本当に、何で急に、自ら手を出して、ここまで連れて来てくれたんだろうか。別に車で帰っても良かったのに、ずっと前に立って導いてくれた。

今まで手を繋ぐのも恥ずかしがってるようだったのに、彼の気分は本当にわからない。
けれど、こうやってずっと手を繋いで来てくれたから、僕はすっかり充電されて、元気になったよ。

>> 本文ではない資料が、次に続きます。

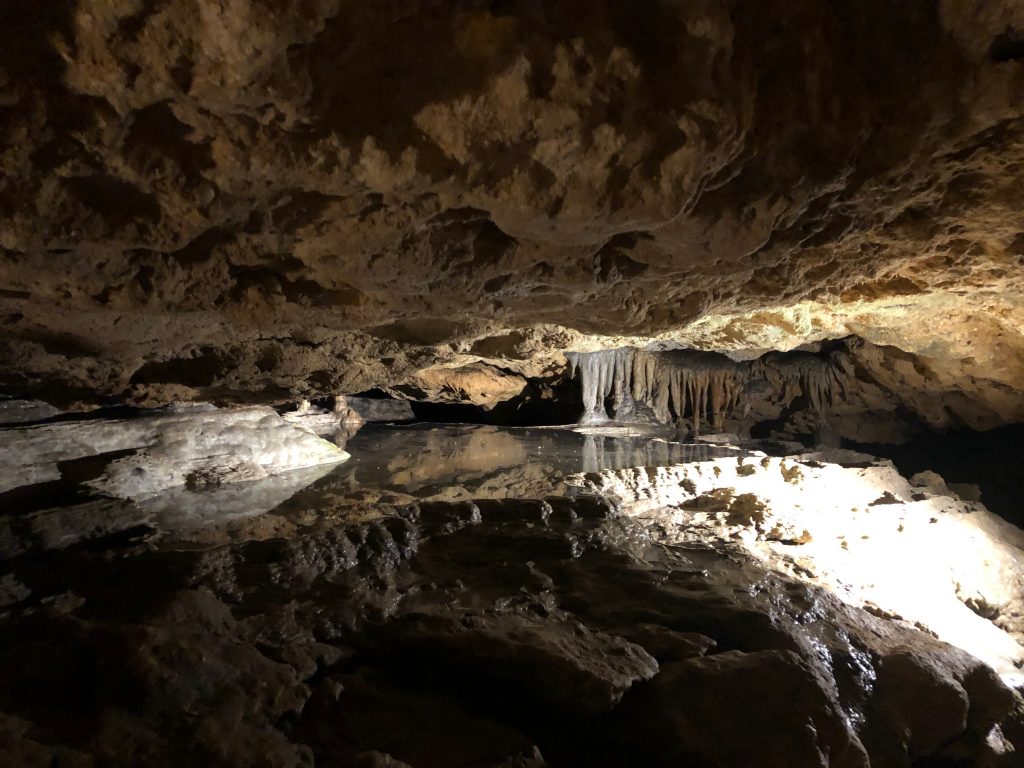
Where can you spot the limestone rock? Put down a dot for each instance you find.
(255, 203)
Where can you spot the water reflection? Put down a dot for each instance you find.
(424, 459)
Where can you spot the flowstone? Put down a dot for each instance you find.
(691, 388)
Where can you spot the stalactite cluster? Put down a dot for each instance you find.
(795, 374)
(679, 385)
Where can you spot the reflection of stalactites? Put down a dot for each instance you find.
(592, 462)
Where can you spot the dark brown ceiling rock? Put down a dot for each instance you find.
(255, 200)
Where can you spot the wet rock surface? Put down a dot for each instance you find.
(498, 632)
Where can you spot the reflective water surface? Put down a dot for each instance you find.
(424, 459)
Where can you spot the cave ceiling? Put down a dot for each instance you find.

「うん、引っ張ってくれてどうもありがとう。助かったよ。今日は朝から何も食ってなかったからホントやばかった」

「そうなのか」

横顔で少し微笑む。

「君はどう?あれからちゃんと食事した?」

「あれから……え……っと……」

海は握られた手を気にしながら少し考えて、昨夜から何か口にしただろうか、と思い返す。
そう言われれば、今朝ここに来た帰りに、パン屋に寄ろうと思って……思っただけで、帰って寝て、あとはあちこちうろつき回ってただけか。昨日は、置き去りにされてから、荷物を置いて、公園で……

「……煙草……?」

「えー?」

煙草?だけ?
相変わらずでちょっと呆れてしまう。それ食べものじゃないし。

「っていうか、煙草吸うようになったの?」

「う、うん」

「うーん。そうかぁ。あまりお勧めはしないな」

「あんただって吸ってるだろ」

「そうなんだけど、僕としては、君を健康にするためにめし食わせてるつもりだからさ」

「もう健康だ」

「うっそだろ」

「本当だ。最近、検査の数値が、少し良くなってるって言われた」

「検査……?あ、血液検査の?まじか」

定期検診を免除される代わりに行かされているという採血検査。今も通っているのか。

「うん。多少の改善が見られるって書いてあった」

「本当かい。やった。努力の甲斐があった」

「大袈裟だな」

「大袈裟なものか」

彼にはいつも迷惑そうにされてるけれど、頑張って食事させて良かった。僕がいる事で彼のためになったことがあったのだ。身体は正直にちゃんと反応している。こんなに嬉しいことはなかった。

「よっしゃ、じゃあ今日もちゃんと食おうぜ」

そう言って立ち上がると、料理と言うほどでもない、温めるだけのターキーを焼き、添えてあるソースで盛り付けるだけの遅い夕食を用意した。
スープを温めるのと、サラダを皿に取り分けるのは海がやってくれて、二人で子供用シャンパンを開けて、互いの健康に乾杯した。
インスタントで簡単なディナーだけれど、鳥はほろほろと柔らかく美味しく、海も口に合ったようで、中に詰まってた野菜もきちんと一緒に食べてくれた。
そのあと、パンケーキミックスを使って薄めに焼いたものに、苺に砂糖とレモン汁を入れてレンジで温めただけのベリージャムを作って挟み、何層にも重ねたケーキを作った。この苺のソースが海に大好評で、それだけをずっと食べていたそうな様子だった。
二人とも何も食べてないだけの事はあって、海に持って帰らせるように分けたもの以外は残らず平らげたという感じだった。

二人で食器を洗い片付け、食後の紅茶を飲んで、海がそろそろ帰る、と立ち上がる。

「そっか……」

そう、明日も仕事なんだよな。これが昨日だったら、泊まって行ってもらおうと思っていたのに。
残念だけど仕方ない。もうずいぶん遅くなってしまった。